Additionally, you can shop from the Scholastic Teacher Store online. Discounts are available with hundreds of titles costing educators as little as $1. On occasion, they provide free delivery days to further reduce the cost.

  1. Join a reading club in your class.

A great place to find books for your classroom is the Scholastic Reading Program. When parents buy books through your school catalog, you receive bonus points to go toward books for your class library. You get more free books as more parents place orders. Every parent’s wallet has options, though. Even a $1 book is offered monthly in the catalog. We also came across this blog post, which has some fantastic suggestions for encouraging parent purchases!

  1. Register to receive BookBub offer alerts.

Check out BookBub if you would prefer not to have to search for the free books for your school library. This free daily mail alerts you to bestselling e-book titles in the genres of your choice that are temporarily free or cheap.

  1. Use Half Price Books to make a free book request.

Books are given to schools and school libraries by Half Price Books. Cross your fingers and submit a request online! To help you save money on books all year long, Half Price Books also provides a 10% teacher discount.

  1. Visit the sale at your library.

Donations of books are frequently made to public libraries. Most of these volumes are kept for book sales rather than placed on library shelves. Most of these sales are supported by the volunteer Friends of the Library organizations. In a variety of subjects and categories, you can often find books for between $0.25 and $1.

Since your purchase price supports the services offered by public libraries, these sales are mutually beneficial. Give them a call to learn when the next sale will be held at your neighborhood library. You may also visit Book Sale Finder to find sales in your state.

  1. Look through garage sales.

People frequently sell children’s books they no longer need or want at yard sales. The costs vary, but you can typically bargain and get them for a very low price. The best action is to look for neighborhood-wide yard sales so you can visit many in one location. Make a great morning out of it by gathering your fellow teachers!

  1. Request funding from parents.

You can put up a sign-up sheet during open houses and parent-teacher meetings. Parents might decide to donate books to your class rather than a resale shop if they are aware that they have the option. Inside donated items, place a label. When their donated book is read, children will love it.

  1. Invite the pupils from the middle or high schools to participate.

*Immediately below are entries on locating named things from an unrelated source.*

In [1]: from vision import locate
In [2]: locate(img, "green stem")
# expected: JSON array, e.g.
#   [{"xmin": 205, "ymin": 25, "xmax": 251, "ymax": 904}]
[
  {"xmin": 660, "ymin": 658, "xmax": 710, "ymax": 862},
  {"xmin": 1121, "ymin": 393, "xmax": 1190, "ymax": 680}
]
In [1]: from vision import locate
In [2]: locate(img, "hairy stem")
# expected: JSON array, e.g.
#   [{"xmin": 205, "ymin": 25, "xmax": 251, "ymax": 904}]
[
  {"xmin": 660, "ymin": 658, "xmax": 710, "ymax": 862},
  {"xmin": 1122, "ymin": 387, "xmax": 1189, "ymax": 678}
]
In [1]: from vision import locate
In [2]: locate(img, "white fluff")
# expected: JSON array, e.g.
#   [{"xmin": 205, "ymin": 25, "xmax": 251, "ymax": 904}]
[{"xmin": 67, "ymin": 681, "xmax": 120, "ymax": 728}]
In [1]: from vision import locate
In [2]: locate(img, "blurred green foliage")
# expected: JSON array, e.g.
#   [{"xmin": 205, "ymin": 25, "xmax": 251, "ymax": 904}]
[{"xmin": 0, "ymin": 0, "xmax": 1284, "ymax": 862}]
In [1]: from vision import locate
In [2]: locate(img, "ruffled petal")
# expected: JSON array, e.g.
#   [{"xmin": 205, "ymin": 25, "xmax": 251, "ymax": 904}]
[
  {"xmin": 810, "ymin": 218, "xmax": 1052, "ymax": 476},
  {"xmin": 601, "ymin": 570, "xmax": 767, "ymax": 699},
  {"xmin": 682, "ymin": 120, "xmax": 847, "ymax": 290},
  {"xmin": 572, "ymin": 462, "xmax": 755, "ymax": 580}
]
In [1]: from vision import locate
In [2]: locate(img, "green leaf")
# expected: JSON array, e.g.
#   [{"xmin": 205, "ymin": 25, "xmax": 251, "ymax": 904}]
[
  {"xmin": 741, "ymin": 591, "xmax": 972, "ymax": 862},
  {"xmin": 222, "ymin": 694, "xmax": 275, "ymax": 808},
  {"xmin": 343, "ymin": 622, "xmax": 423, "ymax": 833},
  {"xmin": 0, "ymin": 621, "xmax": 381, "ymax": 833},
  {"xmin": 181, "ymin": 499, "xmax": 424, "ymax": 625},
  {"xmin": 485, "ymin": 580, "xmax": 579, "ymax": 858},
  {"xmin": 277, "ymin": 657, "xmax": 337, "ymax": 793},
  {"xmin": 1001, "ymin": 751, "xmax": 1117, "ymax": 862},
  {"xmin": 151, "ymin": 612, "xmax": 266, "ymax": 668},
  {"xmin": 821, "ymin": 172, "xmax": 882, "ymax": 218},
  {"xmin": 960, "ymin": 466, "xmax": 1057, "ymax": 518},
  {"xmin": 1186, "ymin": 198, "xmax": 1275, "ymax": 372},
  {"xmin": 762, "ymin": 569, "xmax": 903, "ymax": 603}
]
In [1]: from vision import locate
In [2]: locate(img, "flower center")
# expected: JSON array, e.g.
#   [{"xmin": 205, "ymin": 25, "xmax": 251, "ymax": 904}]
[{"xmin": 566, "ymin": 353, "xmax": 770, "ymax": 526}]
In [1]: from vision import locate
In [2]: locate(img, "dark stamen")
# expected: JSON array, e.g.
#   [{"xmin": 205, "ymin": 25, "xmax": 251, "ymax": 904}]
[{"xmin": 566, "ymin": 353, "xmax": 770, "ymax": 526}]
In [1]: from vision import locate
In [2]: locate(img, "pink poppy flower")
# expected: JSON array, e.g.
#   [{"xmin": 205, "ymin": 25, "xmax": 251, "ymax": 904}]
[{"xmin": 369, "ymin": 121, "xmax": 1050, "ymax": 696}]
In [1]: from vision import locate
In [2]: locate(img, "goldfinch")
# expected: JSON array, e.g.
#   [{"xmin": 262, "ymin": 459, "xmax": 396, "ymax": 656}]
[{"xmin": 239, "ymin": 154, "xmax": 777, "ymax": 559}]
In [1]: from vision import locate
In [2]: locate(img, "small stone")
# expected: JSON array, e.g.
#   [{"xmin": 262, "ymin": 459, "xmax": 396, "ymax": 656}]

Many middle and high school students are required to complete hours of community service, and they can feel good about helping their community’s younger students by bringing in books. They might even recall attending the primary school for which they receive books. Inquire about holding a book drive for your class or school from groups like the federal honor society or others. A book or two from their previous grade can be brought in by the students. Then arrange a buddy day where her students can visit your class and read the donated items. Exchange a book drive with a teacher who teaches a lower grade.

  1. To locate free (and fantastic) discounts, go digital.

A digital school library can be a fantastic resource for pupils if you have tablets in your classroom. Finding free e-books is made incredibly easy by several websites. The Digital Book Index is the most complete. This is a list of all the top e-book retailers, academic libraries, and other independent authors. Check out the Global Children’s Digital Library as well. The largest digital library of children’s literature is available here. They have countless books in various languages.

Free digitized books are also available from the Library of Congress. These contain numerous classics for kids with illustrations. Free electronic books can be found at Project Gutenberg. Over 40,000 free titles are available on the website. There are books for kids on the website and all other electronic publications.